There was a story in the Times of India about an engineering student selling a name to Facebook founder and CEO Mark Zuckerberg.
Tip of the cap to AlokDomain
From the article:
Amal has ‘beaten’ the master at his own game and closed a deal with FB, trading the registration rights of maxchanzuckerberg.org on Monday.
FB approached Augustine for the domain name registered by him as it was the short form of Maxime Chan Zuckerberg, the name of FB founder Mark Zuckerberg’s daughter.
More than the money, Augustine, a final-year electronics student from a city engineering college, says he was thrilled by the fact that FB approached him.
He says his passion for filing internet domain names has earned him a small profit. He received $700 in the deal with FB.

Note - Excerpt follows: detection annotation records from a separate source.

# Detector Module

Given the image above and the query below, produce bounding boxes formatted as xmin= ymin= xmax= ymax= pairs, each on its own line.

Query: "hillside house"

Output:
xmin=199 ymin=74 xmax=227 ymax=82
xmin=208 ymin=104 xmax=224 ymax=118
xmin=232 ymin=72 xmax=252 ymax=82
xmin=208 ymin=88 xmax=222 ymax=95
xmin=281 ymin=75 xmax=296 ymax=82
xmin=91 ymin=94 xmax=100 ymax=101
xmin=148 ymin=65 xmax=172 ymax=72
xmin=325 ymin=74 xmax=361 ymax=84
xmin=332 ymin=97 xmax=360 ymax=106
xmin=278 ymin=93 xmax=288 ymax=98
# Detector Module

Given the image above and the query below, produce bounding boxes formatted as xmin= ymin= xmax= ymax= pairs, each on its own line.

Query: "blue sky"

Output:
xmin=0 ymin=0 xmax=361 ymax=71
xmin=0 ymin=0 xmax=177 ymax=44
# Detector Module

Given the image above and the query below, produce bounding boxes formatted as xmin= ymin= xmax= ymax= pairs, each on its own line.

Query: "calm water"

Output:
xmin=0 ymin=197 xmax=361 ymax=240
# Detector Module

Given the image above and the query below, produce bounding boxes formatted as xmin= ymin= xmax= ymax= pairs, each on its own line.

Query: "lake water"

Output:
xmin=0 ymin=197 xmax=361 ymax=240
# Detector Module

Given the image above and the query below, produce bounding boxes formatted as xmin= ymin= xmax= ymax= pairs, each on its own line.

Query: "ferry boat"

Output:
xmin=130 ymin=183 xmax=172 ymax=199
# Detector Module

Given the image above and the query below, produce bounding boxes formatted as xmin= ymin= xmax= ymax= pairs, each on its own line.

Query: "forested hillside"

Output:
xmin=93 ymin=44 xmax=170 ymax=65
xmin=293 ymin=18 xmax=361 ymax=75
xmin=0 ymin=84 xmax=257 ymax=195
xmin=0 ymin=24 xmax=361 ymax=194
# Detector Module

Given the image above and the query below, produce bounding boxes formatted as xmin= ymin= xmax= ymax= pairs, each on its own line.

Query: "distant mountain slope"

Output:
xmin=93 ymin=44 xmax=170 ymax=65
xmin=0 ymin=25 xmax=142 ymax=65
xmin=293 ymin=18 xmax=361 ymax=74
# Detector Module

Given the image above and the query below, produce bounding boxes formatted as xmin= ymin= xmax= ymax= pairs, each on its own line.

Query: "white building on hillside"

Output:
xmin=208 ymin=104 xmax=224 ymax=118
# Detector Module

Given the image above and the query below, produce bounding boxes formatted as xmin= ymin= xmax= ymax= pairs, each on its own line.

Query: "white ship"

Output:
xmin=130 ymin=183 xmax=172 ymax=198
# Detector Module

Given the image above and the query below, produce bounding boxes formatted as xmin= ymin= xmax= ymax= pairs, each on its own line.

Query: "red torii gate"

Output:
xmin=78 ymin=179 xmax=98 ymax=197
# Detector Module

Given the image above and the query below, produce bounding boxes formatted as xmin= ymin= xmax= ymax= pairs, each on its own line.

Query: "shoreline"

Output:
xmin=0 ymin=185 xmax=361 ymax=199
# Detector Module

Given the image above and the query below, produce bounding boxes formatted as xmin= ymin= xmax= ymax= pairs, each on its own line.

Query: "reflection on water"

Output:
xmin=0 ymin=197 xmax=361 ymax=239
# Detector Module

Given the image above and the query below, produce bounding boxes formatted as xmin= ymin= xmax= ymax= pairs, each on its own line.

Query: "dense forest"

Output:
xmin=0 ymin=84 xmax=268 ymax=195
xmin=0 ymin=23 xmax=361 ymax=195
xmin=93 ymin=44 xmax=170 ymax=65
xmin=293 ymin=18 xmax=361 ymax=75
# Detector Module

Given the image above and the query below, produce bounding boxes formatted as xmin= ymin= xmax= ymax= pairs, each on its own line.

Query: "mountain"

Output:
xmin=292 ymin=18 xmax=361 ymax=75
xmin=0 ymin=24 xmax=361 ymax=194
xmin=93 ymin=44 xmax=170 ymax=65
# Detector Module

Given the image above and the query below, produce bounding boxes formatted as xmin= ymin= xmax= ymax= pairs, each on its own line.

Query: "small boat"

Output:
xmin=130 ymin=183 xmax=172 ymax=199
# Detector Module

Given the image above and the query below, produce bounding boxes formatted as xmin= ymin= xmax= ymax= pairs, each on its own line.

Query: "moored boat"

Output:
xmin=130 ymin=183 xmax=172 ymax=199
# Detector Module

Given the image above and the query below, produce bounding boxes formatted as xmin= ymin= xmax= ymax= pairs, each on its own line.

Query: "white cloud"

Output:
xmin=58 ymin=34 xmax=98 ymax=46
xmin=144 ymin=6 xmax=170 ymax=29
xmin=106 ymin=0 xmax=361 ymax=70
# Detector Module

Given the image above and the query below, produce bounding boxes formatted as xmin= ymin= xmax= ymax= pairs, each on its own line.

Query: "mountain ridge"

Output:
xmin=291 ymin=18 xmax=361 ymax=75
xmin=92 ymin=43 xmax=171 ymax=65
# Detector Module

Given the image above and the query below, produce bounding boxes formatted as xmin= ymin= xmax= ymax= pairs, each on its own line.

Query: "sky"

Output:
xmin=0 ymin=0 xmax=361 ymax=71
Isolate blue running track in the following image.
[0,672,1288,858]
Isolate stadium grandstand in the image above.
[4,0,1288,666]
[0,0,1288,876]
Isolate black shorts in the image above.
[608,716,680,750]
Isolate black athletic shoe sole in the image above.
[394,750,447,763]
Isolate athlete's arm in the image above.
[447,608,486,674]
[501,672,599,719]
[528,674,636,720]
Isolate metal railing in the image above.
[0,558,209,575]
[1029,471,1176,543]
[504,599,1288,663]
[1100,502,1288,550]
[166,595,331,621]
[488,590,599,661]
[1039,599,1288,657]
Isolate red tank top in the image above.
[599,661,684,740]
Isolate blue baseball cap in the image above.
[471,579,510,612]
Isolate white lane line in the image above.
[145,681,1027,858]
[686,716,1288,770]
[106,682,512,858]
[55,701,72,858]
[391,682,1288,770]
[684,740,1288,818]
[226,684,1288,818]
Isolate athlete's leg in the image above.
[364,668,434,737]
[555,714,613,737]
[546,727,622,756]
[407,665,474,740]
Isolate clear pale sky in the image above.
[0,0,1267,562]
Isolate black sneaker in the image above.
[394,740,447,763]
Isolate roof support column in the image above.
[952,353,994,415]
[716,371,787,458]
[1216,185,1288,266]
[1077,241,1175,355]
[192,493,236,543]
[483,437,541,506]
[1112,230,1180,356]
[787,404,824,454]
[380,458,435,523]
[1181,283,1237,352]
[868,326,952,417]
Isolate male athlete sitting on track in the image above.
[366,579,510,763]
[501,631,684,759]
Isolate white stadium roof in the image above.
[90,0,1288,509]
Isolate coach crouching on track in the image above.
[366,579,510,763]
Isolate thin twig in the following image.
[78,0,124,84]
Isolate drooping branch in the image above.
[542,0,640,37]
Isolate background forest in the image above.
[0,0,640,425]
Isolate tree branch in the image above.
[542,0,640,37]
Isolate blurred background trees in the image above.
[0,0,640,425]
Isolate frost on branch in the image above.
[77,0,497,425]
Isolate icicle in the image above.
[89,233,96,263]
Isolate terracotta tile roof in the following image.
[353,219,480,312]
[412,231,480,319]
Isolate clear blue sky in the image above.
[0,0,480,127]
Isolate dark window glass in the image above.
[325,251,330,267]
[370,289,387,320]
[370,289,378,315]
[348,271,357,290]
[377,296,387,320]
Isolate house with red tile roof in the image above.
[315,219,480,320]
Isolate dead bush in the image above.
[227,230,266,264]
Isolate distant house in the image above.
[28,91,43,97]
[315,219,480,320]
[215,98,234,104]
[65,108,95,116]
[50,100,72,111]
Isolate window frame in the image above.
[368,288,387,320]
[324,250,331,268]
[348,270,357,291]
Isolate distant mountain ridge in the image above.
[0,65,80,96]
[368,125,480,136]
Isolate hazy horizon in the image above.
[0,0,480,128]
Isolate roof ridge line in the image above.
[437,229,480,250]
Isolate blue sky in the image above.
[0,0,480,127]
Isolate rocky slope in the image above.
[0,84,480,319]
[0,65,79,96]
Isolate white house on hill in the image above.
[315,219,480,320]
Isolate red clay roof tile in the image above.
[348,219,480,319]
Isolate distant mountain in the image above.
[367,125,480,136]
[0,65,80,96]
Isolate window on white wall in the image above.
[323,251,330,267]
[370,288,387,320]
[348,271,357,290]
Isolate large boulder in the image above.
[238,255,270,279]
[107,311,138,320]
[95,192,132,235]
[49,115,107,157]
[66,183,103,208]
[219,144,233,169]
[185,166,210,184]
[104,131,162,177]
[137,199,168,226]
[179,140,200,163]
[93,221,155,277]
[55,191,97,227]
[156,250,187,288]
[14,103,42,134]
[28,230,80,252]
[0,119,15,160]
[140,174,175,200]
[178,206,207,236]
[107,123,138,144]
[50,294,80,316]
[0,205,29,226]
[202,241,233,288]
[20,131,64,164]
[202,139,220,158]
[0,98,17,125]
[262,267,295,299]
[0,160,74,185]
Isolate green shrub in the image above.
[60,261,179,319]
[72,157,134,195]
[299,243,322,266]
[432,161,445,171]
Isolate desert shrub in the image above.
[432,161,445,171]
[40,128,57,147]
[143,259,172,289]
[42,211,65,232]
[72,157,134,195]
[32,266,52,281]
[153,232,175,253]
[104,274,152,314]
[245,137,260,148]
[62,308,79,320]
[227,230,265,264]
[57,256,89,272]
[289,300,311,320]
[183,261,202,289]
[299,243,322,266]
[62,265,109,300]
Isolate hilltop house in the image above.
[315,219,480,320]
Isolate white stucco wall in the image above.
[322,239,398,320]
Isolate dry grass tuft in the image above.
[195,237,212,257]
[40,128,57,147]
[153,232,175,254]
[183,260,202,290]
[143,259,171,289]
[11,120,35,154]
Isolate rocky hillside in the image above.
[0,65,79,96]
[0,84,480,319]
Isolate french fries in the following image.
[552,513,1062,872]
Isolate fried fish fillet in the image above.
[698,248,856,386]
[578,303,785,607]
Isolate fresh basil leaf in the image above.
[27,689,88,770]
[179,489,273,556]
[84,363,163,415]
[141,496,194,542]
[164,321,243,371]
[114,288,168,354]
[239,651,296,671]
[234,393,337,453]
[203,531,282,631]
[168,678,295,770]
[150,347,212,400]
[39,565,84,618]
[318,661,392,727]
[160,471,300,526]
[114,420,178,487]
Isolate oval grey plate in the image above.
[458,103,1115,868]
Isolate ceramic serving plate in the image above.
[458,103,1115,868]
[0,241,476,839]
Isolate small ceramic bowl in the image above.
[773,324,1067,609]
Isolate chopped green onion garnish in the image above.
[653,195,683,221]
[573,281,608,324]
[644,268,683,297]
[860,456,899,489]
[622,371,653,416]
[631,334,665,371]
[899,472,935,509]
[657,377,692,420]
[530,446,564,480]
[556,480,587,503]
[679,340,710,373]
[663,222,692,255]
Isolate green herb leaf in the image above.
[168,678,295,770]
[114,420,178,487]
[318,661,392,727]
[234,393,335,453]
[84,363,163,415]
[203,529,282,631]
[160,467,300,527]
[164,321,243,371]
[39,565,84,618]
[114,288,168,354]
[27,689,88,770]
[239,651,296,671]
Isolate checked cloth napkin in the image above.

“I have registered quite a few domain names and I have been doing it for some time. I registered this domain name when their baby was born last December,” said Amal, a student of KMEA engineering college. However, the FB team’s approach foxed Amal. The request came as a casual email from GoDaddy, an internet domain registrar and web hosting company, asking whether he would be willing to sell the domain name by the end of last month and for how much.
He replied yes and asked for a decent sum of $700.
Supratik Basu says
better would have been if he given it FREE…$700!!!
jane doe says
As far as Zuckerberg is concerned, $700 is effectively free, little more than chump change found down the back of the sofa, if that.
Acro says
Several conflicting reports from a couple of days ago listed the domain as maxchanzuckerberg.com. The Indian press is quick to pick on sensationalist stories, some of which are inaccurate, such as the guy who supposedly registered Google.com “for a minute.” I would take this news with a large pinch of kosher salt.
In this case, Indian press clearly applauds an example of cybersquatting.
Supratik Basu says
cybersquatting….UDRP are main obstacles for FREE INTERNET….it’s a DEMOCRACY
Krishna says
If he quoted higher price, he might have faced UDRP.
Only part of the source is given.